COVID-19 is an inflammatory disease caused by SARS-CoV-2 (Severe Acute Respiratory Syndrome-Coronavirus-2), whose manifestations can range from asymptomatic individuals to severe illness characterized by acute respiratory distress syndrome [1]. According to the World Health Organization (https://covid19.who.int/), the disease has accumulated over half-a-billion cases and nearly 7 million deaths worldwide. In the lungs, SARS-CoV-2 replicates and results in virus-mediated tissue damage, which determines the recruitment of immune cells, causing a systemic and local inflammatory response that can persist even after viral clearance 2, 3.

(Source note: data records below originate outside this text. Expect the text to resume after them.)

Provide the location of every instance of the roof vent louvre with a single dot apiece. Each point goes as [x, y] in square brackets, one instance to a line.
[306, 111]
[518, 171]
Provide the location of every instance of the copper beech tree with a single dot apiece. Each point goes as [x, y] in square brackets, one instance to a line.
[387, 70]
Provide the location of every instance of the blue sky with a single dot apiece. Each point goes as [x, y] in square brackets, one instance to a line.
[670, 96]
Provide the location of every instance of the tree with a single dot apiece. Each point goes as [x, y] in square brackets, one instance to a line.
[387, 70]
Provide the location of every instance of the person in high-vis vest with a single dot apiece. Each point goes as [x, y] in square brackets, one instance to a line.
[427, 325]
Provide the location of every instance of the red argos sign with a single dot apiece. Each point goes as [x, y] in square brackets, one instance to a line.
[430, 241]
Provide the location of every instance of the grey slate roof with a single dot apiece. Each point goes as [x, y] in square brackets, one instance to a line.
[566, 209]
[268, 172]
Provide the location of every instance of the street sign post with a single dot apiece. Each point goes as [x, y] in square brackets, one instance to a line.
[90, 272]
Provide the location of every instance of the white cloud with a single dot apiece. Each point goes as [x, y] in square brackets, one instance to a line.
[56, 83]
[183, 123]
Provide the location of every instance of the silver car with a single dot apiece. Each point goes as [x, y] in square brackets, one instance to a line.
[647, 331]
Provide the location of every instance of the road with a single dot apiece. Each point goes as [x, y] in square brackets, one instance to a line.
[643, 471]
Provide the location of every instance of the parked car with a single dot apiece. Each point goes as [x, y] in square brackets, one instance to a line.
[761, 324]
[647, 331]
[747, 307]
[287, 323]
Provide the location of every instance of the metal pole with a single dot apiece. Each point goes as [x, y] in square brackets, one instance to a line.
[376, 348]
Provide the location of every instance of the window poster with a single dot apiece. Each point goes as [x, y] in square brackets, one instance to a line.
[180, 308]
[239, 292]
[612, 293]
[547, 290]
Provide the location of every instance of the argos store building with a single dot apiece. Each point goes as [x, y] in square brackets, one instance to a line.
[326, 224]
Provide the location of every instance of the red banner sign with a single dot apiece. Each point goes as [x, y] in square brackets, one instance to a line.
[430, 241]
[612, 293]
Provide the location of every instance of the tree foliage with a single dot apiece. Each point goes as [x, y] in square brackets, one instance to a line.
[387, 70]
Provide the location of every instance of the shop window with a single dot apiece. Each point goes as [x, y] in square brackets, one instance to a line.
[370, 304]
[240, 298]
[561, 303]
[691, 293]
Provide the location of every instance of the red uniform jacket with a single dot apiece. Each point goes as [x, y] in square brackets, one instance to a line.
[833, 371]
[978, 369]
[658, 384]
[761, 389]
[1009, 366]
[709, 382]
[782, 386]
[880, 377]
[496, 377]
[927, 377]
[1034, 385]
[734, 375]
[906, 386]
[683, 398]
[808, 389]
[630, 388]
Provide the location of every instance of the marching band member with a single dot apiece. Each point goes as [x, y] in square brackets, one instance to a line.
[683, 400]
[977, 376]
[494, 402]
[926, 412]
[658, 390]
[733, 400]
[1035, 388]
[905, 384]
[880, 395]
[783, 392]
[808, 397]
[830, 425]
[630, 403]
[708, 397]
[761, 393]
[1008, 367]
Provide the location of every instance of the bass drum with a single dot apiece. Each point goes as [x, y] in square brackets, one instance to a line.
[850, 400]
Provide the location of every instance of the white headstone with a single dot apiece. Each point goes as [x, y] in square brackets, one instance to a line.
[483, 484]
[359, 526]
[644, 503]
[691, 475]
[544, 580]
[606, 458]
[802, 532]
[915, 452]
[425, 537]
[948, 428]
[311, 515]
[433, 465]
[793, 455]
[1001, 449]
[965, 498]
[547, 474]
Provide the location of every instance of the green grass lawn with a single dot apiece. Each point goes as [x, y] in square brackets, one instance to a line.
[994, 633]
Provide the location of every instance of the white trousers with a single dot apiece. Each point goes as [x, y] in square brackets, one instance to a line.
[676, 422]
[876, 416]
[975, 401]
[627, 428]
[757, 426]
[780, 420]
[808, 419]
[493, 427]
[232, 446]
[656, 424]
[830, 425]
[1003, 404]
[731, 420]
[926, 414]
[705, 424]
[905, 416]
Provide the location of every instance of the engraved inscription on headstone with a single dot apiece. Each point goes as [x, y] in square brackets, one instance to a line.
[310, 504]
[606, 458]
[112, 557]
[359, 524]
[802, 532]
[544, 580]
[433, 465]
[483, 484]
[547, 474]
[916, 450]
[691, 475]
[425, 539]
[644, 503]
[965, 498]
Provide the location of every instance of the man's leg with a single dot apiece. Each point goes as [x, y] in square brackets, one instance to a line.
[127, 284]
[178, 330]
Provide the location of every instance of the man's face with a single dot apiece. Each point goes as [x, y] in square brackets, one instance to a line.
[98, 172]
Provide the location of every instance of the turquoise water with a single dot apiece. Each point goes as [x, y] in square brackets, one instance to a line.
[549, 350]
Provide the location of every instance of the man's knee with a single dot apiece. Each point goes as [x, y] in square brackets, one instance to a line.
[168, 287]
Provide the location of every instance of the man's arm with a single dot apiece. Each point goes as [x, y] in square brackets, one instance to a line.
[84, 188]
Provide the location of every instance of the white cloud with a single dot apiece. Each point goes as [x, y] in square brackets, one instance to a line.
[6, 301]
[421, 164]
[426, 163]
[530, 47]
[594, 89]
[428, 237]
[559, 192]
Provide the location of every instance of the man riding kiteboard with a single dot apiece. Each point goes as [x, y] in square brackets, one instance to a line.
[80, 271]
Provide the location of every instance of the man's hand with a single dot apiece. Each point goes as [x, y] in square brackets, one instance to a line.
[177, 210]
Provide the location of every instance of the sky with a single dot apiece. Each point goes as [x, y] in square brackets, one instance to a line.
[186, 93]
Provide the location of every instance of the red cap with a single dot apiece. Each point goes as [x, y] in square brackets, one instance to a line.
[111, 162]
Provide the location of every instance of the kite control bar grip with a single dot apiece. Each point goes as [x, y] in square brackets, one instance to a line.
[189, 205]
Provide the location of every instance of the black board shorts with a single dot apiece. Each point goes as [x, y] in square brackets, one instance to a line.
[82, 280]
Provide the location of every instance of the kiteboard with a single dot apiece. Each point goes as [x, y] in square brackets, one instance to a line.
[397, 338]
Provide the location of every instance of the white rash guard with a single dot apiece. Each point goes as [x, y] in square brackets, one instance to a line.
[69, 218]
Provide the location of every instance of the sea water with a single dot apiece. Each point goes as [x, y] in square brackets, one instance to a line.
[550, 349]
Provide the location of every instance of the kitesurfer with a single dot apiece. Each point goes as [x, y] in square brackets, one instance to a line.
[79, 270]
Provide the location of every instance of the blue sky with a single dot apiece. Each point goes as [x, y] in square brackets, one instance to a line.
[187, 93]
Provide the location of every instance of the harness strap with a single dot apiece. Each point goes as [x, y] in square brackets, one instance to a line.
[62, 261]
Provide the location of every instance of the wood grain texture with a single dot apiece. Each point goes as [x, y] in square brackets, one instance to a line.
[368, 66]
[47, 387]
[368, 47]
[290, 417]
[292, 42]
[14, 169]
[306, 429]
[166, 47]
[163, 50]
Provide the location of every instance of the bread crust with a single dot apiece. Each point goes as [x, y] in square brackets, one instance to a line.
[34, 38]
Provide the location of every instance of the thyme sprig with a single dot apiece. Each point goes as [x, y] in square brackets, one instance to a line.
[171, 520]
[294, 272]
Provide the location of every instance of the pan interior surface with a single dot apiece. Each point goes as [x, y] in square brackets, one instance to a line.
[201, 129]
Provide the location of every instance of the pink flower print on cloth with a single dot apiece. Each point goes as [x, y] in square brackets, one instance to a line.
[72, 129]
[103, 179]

The induction of inflammatory processes in the host cell often requires the involvement of inflammasomes, which are protein platforms that aggregate in the cytosol in response to different stimuli such as microorganism-associated molecular patterns and damage-associated molecular patterns [4]. The inflammasomes consist of at least 3 components: the inflammatory caspase (CASP1, CASP4/11, etc.), an adapter molecule, usually apoptosis-associated speck-like protein with caspase recruitment domain (ASC), and a sensor/receptor protein (NLRP1, NLRP3, NAIP1/2/5, NLRP12, AIM2, etc.). The sensor will determine the specificity of the inflammasome and can be activated in response to microbial products or cellular stress signals. Activation of the sensor through ligand recognition leads to its oligomerization and formation of aggregates of proteins in a microscopic structure called puncta (or speck), a hallmark of active inflammasomes [5]. Such oligomerization allows the recruitment of ASC and CASP1. CASP1 is activated by proteolytic cleavage and promotes the activation of substrates, including the inflammatory cytokines IL-1β (Interleukin-1 beta) and IL-18 (Interleukin-18) and gasdermin-D (GSDMD), a pore-forming protein that induces an inflammatory form of cell death called pyroptosis. The NLRP3 is the most studied inflammasome and can be activated by a variety of stimuli such as potassium efflux, reactive oxygen species (ROS), and lysosomal damage 4, 6, 7. The noncanonical activation of NLRP3 occurs after the initial activation of CASP4 (in humans) or CASP11 (in mice), which induces K+ efflux and, consequently, NLRP3 activation 8, 9, 10, 11. In this paper, we discuss the literature contributing to the understanding of the activation of the NLRP3 inflammasome by SARS-CoV-2 and their participation in the development of severe forms of COVID-19.